Hi,
I want to filter a result of a query by Long values (applicable for specific
field, actually DocValue field) in Lucene 6 (as replacement for Filters which
are removed in Lucene 6).
The amount of allowed Long values can range from just a few up to hundred
thousands.
What I do now is to create a TermsQuery from generated Terms and apply them on
a BooleanQuery as Filter, like this:
public Query getFilteredQuery(Query query) {
List<Term> terms = new ArrayList<>(getValueSize());
String keyFieldName = getFieldName();
for (Long value : getValues()) {
BytesRef valueAsBytesRef = LongToUTF8Converter.toBytesRef(value);
// save conversion from UTF16 to UTF8
Term term = new Term(keyFieldName, valueAsBytesRef);
terms.add(term);
}
TermsQuery termsQuery = new TermsQuery(terms);
return new BooleanQuery.Builder()
.add(query, Occur.MUST) // original query
.add(termsQuery, Occur.FILTER) // add filter
.build();
}
However, I have a feeling that the conversion from Long values to Terms is
rather inefficient for large collections and also uses a lot of memory.

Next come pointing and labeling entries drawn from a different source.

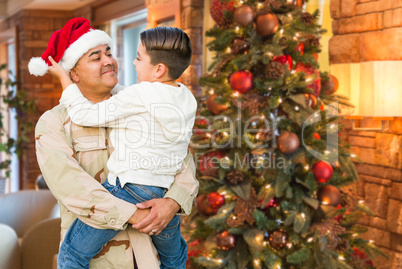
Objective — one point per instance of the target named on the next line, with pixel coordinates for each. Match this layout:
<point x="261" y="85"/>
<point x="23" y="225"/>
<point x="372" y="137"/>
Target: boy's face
<point x="97" y="69"/>
<point x="145" y="70"/>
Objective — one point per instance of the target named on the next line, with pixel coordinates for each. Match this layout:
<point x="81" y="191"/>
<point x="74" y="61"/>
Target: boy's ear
<point x="74" y="76"/>
<point x="161" y="69"/>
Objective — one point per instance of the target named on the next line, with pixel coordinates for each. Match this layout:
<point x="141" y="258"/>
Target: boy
<point x="152" y="123"/>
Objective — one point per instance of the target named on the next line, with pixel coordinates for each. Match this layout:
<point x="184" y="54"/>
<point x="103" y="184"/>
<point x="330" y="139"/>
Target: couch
<point x="33" y="217"/>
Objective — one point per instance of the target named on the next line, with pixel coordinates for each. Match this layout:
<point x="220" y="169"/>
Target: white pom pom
<point x="37" y="66"/>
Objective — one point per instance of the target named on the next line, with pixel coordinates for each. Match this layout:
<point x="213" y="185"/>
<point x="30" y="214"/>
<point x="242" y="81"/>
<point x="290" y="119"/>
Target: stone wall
<point x="365" y="30"/>
<point x="371" y="30"/>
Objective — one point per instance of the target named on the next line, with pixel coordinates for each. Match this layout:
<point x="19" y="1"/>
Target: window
<point x="125" y="33"/>
<point x="8" y="57"/>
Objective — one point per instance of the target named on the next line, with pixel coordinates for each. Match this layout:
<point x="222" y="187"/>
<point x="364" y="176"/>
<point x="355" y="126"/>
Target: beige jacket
<point x="73" y="160"/>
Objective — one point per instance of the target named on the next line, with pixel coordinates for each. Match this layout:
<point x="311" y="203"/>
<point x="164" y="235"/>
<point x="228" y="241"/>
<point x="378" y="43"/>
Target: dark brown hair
<point x="170" y="46"/>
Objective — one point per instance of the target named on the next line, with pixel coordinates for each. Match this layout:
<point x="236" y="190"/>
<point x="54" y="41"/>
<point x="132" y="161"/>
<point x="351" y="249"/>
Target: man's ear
<point x="74" y="76"/>
<point x="161" y="69"/>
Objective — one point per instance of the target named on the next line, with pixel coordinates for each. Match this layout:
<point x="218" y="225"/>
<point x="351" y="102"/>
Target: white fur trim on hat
<point x="37" y="66"/>
<point x="82" y="45"/>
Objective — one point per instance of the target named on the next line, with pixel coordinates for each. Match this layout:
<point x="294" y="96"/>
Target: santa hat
<point x="68" y="45"/>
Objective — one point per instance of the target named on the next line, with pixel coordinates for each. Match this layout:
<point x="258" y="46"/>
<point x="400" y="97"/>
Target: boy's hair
<point x="170" y="46"/>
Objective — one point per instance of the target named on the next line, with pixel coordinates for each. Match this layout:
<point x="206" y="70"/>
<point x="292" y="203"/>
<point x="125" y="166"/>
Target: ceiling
<point x="9" y="7"/>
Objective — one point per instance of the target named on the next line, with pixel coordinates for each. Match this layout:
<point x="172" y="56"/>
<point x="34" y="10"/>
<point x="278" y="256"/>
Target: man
<point x="73" y="158"/>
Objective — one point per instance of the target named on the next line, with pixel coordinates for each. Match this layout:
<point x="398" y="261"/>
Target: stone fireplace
<point x="364" y="31"/>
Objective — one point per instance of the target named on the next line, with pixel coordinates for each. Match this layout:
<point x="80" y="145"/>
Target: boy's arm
<point x="73" y="187"/>
<point x="108" y="113"/>
<point x="180" y="196"/>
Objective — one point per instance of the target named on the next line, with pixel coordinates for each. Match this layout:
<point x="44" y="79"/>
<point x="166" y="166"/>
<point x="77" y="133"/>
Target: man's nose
<point x="108" y="60"/>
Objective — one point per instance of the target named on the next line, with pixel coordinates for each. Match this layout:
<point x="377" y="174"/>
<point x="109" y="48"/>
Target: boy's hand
<point x="58" y="71"/>
<point x="162" y="212"/>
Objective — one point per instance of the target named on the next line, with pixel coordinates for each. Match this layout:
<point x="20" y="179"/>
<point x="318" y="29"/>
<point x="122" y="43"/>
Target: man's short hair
<point x="170" y="46"/>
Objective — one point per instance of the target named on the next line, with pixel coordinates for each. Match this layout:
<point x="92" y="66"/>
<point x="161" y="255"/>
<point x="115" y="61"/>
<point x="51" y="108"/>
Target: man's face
<point x="145" y="70"/>
<point x="96" y="70"/>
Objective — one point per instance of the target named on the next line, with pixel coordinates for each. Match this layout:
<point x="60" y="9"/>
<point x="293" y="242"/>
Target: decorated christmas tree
<point x="276" y="179"/>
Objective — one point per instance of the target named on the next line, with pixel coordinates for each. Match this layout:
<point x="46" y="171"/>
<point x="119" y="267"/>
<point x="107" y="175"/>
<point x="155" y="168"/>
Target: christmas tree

To ease conversion overhead somewhat, I created a class that converts a Long
value directly to BytesRef instance (in order to avoid conversion to UTF16 and
then UTF8 again) and pass that instance to the Term constructor.
I just wonder if there is a better method for passing large amount of filter
criteria to a BooleanQuery Occur.FILTER clause, that avoids excessive object
creation.
Or maybe there is a better approach than using BooleanQuery in this case?
Would be glad if you could share your thoughts on this.
Thanks a lot,
Josef